Złota fantazja IX



Ledwo co otworzyłem oczy, to zacząłem żałować, że to zrobiłem. Cholera, czy nie można było jeszcze pospać i oddać się dalszemu przeżywaniu fantazji, która była po prostu niesamowita? Obrazy, które jeszcze przed chwilą lśniły pod moimi zamkniętymi powiekami, nagle zniknęły i ulotniły się niczym kamfora.

Szlag by to trafił. A przecież było tak pięknie, tak cudownie i wspaniale, tak bardzo erotycznie, tak niewyobrażalnie wspaniale...

Usiadłem gwałtownie na łóżku.

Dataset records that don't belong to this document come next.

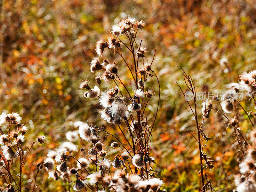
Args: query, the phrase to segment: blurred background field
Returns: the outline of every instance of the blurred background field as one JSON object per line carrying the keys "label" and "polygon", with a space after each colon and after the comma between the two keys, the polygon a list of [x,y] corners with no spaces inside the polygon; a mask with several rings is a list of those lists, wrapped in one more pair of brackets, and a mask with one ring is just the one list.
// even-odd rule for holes
{"label": "blurred background field", "polygon": [[[44,158],[44,147],[59,146],[65,133],[75,130],[73,122],[88,121],[108,129],[97,101],[84,97],[78,86],[96,76],[89,72],[96,41],[106,38],[112,25],[130,15],[146,24],[140,35],[149,58],[156,49],[152,68],[162,93],[152,138],[155,170],[163,175],[168,191],[198,191],[200,159],[189,133],[194,134],[196,127],[175,83],[185,89],[177,66],[192,76],[199,92],[205,86],[209,92],[225,91],[227,84],[237,82],[239,75],[255,69],[255,1],[2,0],[0,4],[0,111],[20,113],[31,139],[39,134],[47,138],[44,146],[34,149],[37,156],[29,158],[28,176],[33,177],[35,165]],[[110,56],[123,63],[116,55],[102,57]],[[220,64],[223,58],[228,60],[227,67]],[[129,75],[124,66],[120,68],[125,81]],[[157,86],[153,81],[148,85],[156,90]],[[149,107],[152,112],[157,97]],[[250,108],[248,103],[244,104]],[[215,162],[207,172],[208,179],[214,191],[231,191],[235,188],[232,176],[241,153],[236,152],[235,138],[222,117],[210,117],[204,131],[212,139],[204,150]],[[246,122],[240,126],[247,135],[251,128]],[[65,191],[61,181],[50,182],[47,173],[39,176],[38,191]]]}

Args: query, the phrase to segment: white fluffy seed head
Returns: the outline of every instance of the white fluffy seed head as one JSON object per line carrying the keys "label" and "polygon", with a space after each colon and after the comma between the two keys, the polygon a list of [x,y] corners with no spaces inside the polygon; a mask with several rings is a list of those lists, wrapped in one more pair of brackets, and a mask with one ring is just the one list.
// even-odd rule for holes
{"label": "white fluffy seed head", "polygon": [[68,131],[66,133],[66,138],[69,141],[75,142],[78,139],[78,133],[76,131]]}
{"label": "white fluffy seed head", "polygon": [[143,157],[139,155],[135,155],[132,157],[132,164],[138,168],[142,168],[144,166]]}
{"label": "white fluffy seed head", "polygon": [[90,141],[90,137],[92,135],[93,126],[85,123],[80,125],[78,129],[78,132],[80,137],[87,142]]}

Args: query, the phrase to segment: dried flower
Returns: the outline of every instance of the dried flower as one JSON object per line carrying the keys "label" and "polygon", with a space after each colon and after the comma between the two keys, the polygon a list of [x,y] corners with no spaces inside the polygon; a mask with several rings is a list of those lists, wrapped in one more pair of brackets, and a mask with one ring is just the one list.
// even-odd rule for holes
{"label": "dried flower", "polygon": [[63,162],[60,165],[57,165],[56,168],[59,171],[64,173],[66,172],[68,170],[66,162]]}
{"label": "dried flower", "polygon": [[46,158],[44,160],[44,165],[47,171],[52,170],[54,167],[54,161],[52,158]]}
{"label": "dried flower", "polygon": [[11,146],[4,145],[2,148],[3,154],[7,160],[12,160],[13,159],[16,159],[18,157],[18,155],[12,150]]}
{"label": "dried flower", "polygon": [[135,100],[133,100],[132,103],[128,106],[128,110],[130,111],[135,112],[141,109],[141,105],[137,102]]}
{"label": "dried flower", "polygon": [[227,113],[231,113],[233,111],[234,106],[232,103],[228,100],[225,100],[220,103],[223,110]]}
{"label": "dried flower", "polygon": [[45,140],[45,137],[44,135],[40,135],[37,137],[36,138],[37,141],[41,144],[44,143],[44,141]]}
{"label": "dried flower", "polygon": [[142,88],[145,84],[145,83],[141,79],[139,80],[138,83],[138,86],[140,88]]}
{"label": "dried flower", "polygon": [[102,150],[102,146],[103,144],[100,141],[98,141],[95,144],[95,147],[99,151]]}
{"label": "dried flower", "polygon": [[73,189],[76,191],[80,191],[85,186],[84,181],[77,179],[76,181],[76,184],[73,186]]}
{"label": "dried flower", "polygon": [[116,147],[117,147],[119,146],[118,143],[117,142],[114,141],[111,144],[111,147],[113,148],[114,148]]}
{"label": "dried flower", "polygon": [[55,160],[56,161],[56,162],[60,164],[66,161],[67,157],[68,156],[67,156],[66,153],[60,152],[56,156]]}
{"label": "dried flower", "polygon": [[95,132],[94,127],[92,125],[88,124],[85,123],[79,126],[78,132],[80,137],[89,142],[90,141],[90,137]]}
{"label": "dried flower", "polygon": [[105,42],[102,39],[100,39],[96,43],[95,51],[98,55],[101,56],[105,48],[108,47],[107,42]]}
{"label": "dried flower", "polygon": [[7,135],[3,134],[0,135],[0,144],[4,144],[5,142],[9,140]]}
{"label": "dried flower", "polygon": [[67,139],[71,142],[76,141],[78,139],[78,133],[77,131],[68,131],[66,133]]}
{"label": "dried flower", "polygon": [[148,99],[151,98],[152,96],[155,94],[152,90],[148,90],[147,92],[145,92],[145,95]]}
{"label": "dried flower", "polygon": [[143,157],[138,154],[135,155],[132,157],[132,164],[138,168],[142,168],[144,166],[143,162]]}
{"label": "dried flower", "polygon": [[97,83],[99,85],[100,85],[100,83],[101,82],[101,80],[100,79],[100,76],[97,76],[95,77],[95,80],[96,81],[96,82],[97,82]]}
{"label": "dried flower", "polygon": [[115,158],[115,160],[113,162],[113,167],[115,168],[119,168],[121,167],[122,166],[122,164],[119,158],[117,157],[116,157]]}
{"label": "dried flower", "polygon": [[148,183],[150,183],[150,188],[154,192],[156,192],[163,184],[163,181],[157,178],[153,178],[148,180]]}
{"label": "dried flower", "polygon": [[90,86],[89,86],[88,85],[89,83],[90,82],[88,81],[88,80],[87,79],[82,81],[80,84],[80,85],[79,85],[79,88],[86,89],[88,89],[88,90],[91,89],[91,87],[90,87]]}

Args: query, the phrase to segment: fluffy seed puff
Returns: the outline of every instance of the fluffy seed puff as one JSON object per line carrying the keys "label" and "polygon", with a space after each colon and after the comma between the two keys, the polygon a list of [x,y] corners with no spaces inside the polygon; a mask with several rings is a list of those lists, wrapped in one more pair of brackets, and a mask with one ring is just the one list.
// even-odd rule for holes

Już nawet nie przeszkadzało mi wczorajsze "zmęczenie poimprezowe" Spojrzałem na zegarek. Była godzina 10:20, a więc jeszcze nie tak tragicznie. Godzina 10:20, niedziela, 22 sierpnia

Zaraz, zaraz... Znowu niedziela? Głowę bym dał, że niedzielę już przeżyłem I to wspaniale na baraszkowaniu ze swoimi kuzyneczkami i na wspólnym odkrywaniu własnej seksualności...

Miałem mętlik w głowie. Moja fantazja była na tyle wyrazista, że całkowicie pomieszała mi się z rzeczywistością. Jej moc oddziaływania była tak silna, że jeszcze mnie trzymała. Mówię tutaj o swojej erekcji. Mój penis stał na baczność, jak żołnierz na warcie.

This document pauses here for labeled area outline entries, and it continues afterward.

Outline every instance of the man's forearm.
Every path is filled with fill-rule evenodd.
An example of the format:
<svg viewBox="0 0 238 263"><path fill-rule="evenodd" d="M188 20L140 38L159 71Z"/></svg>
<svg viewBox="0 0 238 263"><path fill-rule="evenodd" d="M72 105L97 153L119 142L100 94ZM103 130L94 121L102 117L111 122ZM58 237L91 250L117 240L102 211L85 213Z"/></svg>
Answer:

A gdzie Ania i Hania? Według tego, co działo się w mojej fantazji, to powinny być tu obok mnie. Mieliśmy razem zasypiać i budzić się razem. 

Dobra. Okej. Moją fantazję należy odłożyć między bajki. Schować głęboko. Wrócić do rzeczywistości. Tak chyba będzie najlepiej. Przynajmniej w tej chwili.




Dziewczyny okupowały łazienkę. Stamtąd dochodziły mnie ich wesołe głosy i śmiech. Wszystko robiły razem. Nie rozstawały się ani na chwilę. Miałem wrażenie, że myślą dokładnie to samo w jednym momencie. 

Jak to bliźniaczki.

W kuchni zaparzyłam sobie kawę. Siedząc przy stole ująłem telefon chcąc pooglądać zdjęcia z wczorajszej imprezy. Na samej górze ciekłokrystalicznego ekranu jaśniało powiadomienie, że mam jakąś wiadomość MMS. Obejrzę ją później – zdecydowałem i wszedłem w galerię ze zdjęciami z wczorajszej imprezy. 

Fotoreportaż zawierał kilkanaście zdjęć. Nie było w śród nich niczego kompromitującego. W sumie, to bawiliśmy się bardzo grzecznie.

Uff... 

Mimo wszystko odetchnąłem z ulgą. Różnie przecież mogło być.


Teraz wszedłem w Menu: Wiadomości.

MMS z nieznanego numeru. W każdym razie ja nie miałem go zapisanego w kontaktach. Kliknąłem w niego i w tym momencie oblała mnie gorąca fala, zjeżyły mi się wszystkie włosy na ciele, oczy zrobiły się wielkie, wstrzymałem oddech, przełknąłem nerwowo ślinę i po raz kolejny tego poranka zgłupiałem.


To były nasze zdjęcia. Wykonane przed lustrem w przedpokoju. Byliśmy na nich nadzy. Obejmowaliśmy się, uśmiechali do siebie...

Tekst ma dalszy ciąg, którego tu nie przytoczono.